I thought the prefixes of separable words have to go to the end of the sentence. Is "Du siehst genau wie deine Mutter aus" wrong?

April 13, 2013


Nothing wrong with that. In fact, I think "du siehst genau aus" sounds rather strange. Probably colloquial.

April 13, 2013


No, nothing wrong with that, Aussehen is a "Trennbare Verben" a separated verb, http://www.mein-deutschbuch.de/lernen.php?menu_id=30

yes, it's pretty strange to say things this way, but... that's it.

May 16, 2014


Where is the dative in this phrase?

May 4, 2014


Could it be "You are looking exactly like your mother" (in that moment, the persons looks like the mother) ?

February 20, 2014


I can't speak for other forms of English, but you don't say "are looking" in that way in American English. You would just say "You look exactly like your mother" or if you really wanted to specify right now at this very moment, you'd say "You look exactly like your mother right now." or some variant of that.

August 18, 2014


Why is "aus" here?

April 8, 2014


You know people who are ESL will say really bizarre things like "You are just as like a one I once knew." It's a product of the sometimes different ways their language phrases things, we have to alter our habits and simply begin assigning new meanings at times to fully understand.
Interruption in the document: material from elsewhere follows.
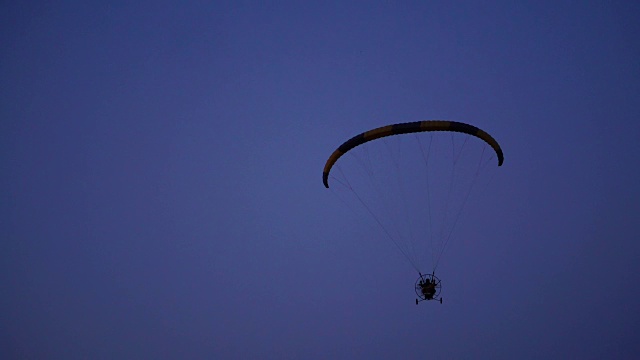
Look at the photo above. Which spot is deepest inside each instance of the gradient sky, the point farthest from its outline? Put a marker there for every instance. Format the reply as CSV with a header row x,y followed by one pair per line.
x,y
161,193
I'm sorry that's not a "real" explanation but it's how I treat these seemingly strange bits.

Imagining the translation as being phrased in Olde English helps understand sometimes too,

April 8, 2014


Wouldnt be better if we said GENAUSO instead of GENAU ?

September 3, 2014


Why is "You look like your mother" incorrect?

March 29, 2014


You just didn't include genau/just in your translation.

April 2, 2014


Same question where is dativ here??? If your mother is dativ then it should be deinem Mutter!!!!

May 12, 2014


There's no dativ

July 2, 2014


This should be in this flirting lessons.

July 15, 2014


" You look like exactly like your mother" does anybody know what is the problem with this my translation?

July 25, 2014


i think "you look exactly like your mother" is a right sentence and sounds good. don't use "like" two times it does not make sense

July 25, 2014


I dont get it What is the use of Aus?

August 4, 2014


it is a trennbaren verb "aus-sehen" it means "look like". only "sehen" means "see"

August 5, 2014



August 10, 2014


trennbaren verbs are separable verbs in english. go to the link for details and you can find their list on internet. http://german.about.com/library/anfang/blanfang19.htm

August 10, 2014


ok here is a list of these verbs but you don't have to remember all of them. you will know them with practice http://german.about.com/library/verbs/blverb_pre02.htm

August 10, 2014


I can't understand why we need "aus wie" in this sentence ?

September 5, 2014


actually the verb used here is "aus-sehen" which is a separable verb and it means "look". and if you don't know the use of separable (trennbaren) verbs then see my comments above

September 6, 2014


,,You have your mother's eyes..."

February 2, 2017


Why is "aus" not at the end of the sentence?